Fortschritte bei der Miniaturisierung elektronischer Schaltungen
Intel schrumpft seine Transistoren

Gestern hat Intel gezeigt, dass die Grenzen der Miniaturisierung von elektronischen Schaltungen noch längst nicht erreicht sind. Der Halbleiterhersteller hat einen Transistor vorgestellt, der gegenüber den Schaltungen auf dem Pentium 4 auf ein Zehntel geschrumpft ist - gleichzeitig aber siebenmal schneller rechnet.

ruk PALO ALTO. Dem Primus unter den Halbleiterkonzernen ist es gelungen, die wichtigsten Elemente eines Elektronikchips, die Transistoren, auf die für Laien nicht vorstellbare Größe von acht Angström oder drei Atomen zu schrumpfen. Würde man 100 000 dieser Transistoren übereinander stapeln, würden sie gerade einmal die Dicke eines Blattes Papier erreichen. Erste Ergebnisse hat Intel gestern auf der International Electron Devices (IEDM) Fachkonferenz in San Francisco vorgestellt.

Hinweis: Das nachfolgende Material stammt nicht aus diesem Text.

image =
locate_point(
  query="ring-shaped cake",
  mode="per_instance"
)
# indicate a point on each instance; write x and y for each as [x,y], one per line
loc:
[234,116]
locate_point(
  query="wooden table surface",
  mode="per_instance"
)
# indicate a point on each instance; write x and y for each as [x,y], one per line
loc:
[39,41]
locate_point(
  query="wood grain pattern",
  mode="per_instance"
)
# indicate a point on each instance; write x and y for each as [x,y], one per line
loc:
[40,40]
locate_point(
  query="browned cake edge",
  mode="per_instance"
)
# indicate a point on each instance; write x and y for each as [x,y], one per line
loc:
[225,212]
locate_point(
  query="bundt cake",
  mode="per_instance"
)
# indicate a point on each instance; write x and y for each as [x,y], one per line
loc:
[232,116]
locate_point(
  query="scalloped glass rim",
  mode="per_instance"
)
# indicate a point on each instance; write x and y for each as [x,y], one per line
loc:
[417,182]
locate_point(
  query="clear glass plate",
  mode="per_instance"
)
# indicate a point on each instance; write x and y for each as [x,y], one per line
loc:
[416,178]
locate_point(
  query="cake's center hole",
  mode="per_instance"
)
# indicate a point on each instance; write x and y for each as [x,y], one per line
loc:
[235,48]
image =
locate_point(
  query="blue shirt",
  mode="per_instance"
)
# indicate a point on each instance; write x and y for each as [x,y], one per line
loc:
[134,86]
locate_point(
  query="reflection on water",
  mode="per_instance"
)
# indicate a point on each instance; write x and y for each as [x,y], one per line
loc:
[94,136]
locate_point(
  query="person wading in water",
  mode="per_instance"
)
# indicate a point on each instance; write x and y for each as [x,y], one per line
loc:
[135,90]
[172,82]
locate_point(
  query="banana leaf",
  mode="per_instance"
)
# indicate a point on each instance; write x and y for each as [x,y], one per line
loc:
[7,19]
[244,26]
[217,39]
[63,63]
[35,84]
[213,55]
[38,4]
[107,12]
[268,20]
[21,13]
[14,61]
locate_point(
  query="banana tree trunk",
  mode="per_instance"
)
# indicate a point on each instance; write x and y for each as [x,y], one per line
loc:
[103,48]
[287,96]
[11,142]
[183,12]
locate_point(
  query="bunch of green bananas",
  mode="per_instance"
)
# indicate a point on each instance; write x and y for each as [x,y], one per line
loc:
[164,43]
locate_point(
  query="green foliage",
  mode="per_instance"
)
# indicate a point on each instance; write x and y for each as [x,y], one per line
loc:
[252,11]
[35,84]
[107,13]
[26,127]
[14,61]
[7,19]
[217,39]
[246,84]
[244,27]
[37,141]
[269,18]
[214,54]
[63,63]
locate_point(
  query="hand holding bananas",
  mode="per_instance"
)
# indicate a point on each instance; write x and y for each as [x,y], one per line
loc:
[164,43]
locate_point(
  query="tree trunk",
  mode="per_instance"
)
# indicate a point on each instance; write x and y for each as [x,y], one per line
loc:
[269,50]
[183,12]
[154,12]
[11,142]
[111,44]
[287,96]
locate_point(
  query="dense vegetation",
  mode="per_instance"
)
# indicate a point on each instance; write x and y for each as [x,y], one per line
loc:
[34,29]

Der Halbleiterhersteller rechnet damit, in etwa fünf bis zehn Jahren 400 Millionen der neuen im Labor entwickelten Transistoren auf einem Mikroprozessor packen zu können. Dieser Mikroprozessor soll dann mit einer Verarbeitungsgeschwindigkeit (Taktrate) von 10 Gigahertz laufen. Gegenüber heutigen Chips bedeutet das eine Leistungssteigerung um das Zehnfache. Zum Vergleich: Aktuelle Pentium-4-Prozessoren besitzen 42 Millionen Transistoren, die mit 1,5 Gigahertz getaktet sind.

400 Millionen Rechenoperationen im Nu

Die neuen Transistoren, die wie kleine Schalter den Fluss der Elektronen innerhalb eines Mikrochips kontrollieren, können nach Angaben von Intel künftig etwa 400 Mill. Rechenoperationen in einem Augenblick erledigen oder anders ausgedrückt: 2 Mill. Kalkulationen in der gleichen Zeit abarbeiten, die eine Geschosskugel braucht, um ein Inch (etwa 2,5 cm) weit zu fliegen.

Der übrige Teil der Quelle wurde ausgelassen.